午前中に外に出た。
たまにポツリと雨が降ってきたけど街路樹の下を歩けば何も感じなかった。

電車に乗った。

用を済ませた。
ひさしぶりに駅で蕎麦を食べようかと思った。

肌寒いし、たまには温かい蕎麦を食べるもいいだろう。
稼ぎもないのに、こんな高いものを食べても良いのだろうか……迷う。

いや、食べよう。
このうつうつとした日々のなにかが変わるかもしれない。

「かき揚げそば人気ナンバーワン!!」と言う字が大きくポスターに書いてあった。
自分はかき揚げが好きではない。
しかし、今日はこれを食べなければいけないと直感で思った。
ほんとはたぬき蕎麦を食べたいし、比較的安いからいつもたぬき蕎麦を食べてるけど、三十円しか違わないし、かき揚げそばが食べたければ食べてみても良いのではないだろうか。

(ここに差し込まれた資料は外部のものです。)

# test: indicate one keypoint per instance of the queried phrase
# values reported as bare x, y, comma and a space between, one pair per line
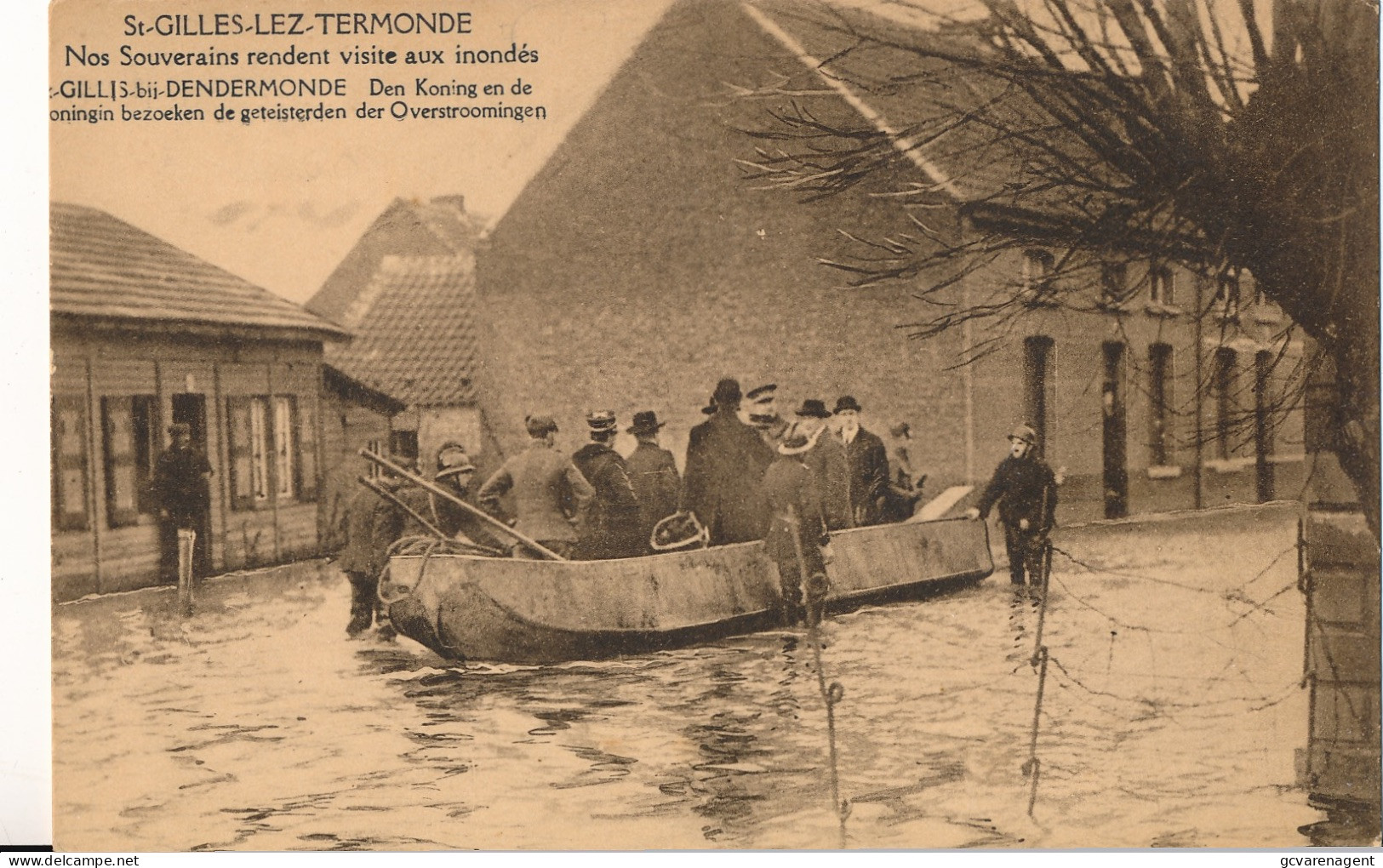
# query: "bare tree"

財布を見たらキラキラした五百円玉があったので、機械に入れた。
かき揚げそばのボタンを押したらぽんっと食券が出た。
お釣りが出たので財布に入れた。
ドアをスッと開けて静かに店に入り、かき揚げそばの食券をおばちゃんに渡した。
かき揚げそばがすぐに出てきた。
それを慎重に持って窓際の席に座った。

リュックを隣の椅子に置き、窓越しに街を見下ろした。
雨が降っているような、降っていないような微妙な空模様だった。
街を歩いている人も傘を差そうか差すまいか迷っている。

自分の目の前には湯気の立った温かい蕎麦がある。
雨に打たれる街の人達を見下ろしながら、自分はこんな温かい蕎麦を食べるのだ。
罪悪感もあるが、仕方ないことである。
こんなことで罪悪感を感じていては人生やっていけないぞ。
さあ食べよう。
赤い箸で焦げたような色のかき揚げを口に運んだ。
やっぱりこれ好きじゃないわー、と思った。

汁の味もただ濃いだけのように感じた。
ひさしぶりに来てみたが味が落ちているじゃないか。
まあ美味しいって言ったら美味しいけどなあ!?もぐもぐ。
またしばらく来ないぜ!?


完食して店を出た。
特急に飛び乗った。
雨が霧になって降り始めた。
腹は満たされていた。眠い。

図書館で本を借りて、缶コーヒーを買おうか迷って結局買って飲んだ。
そしてまあまあスッキリした気持ちで家に帰った。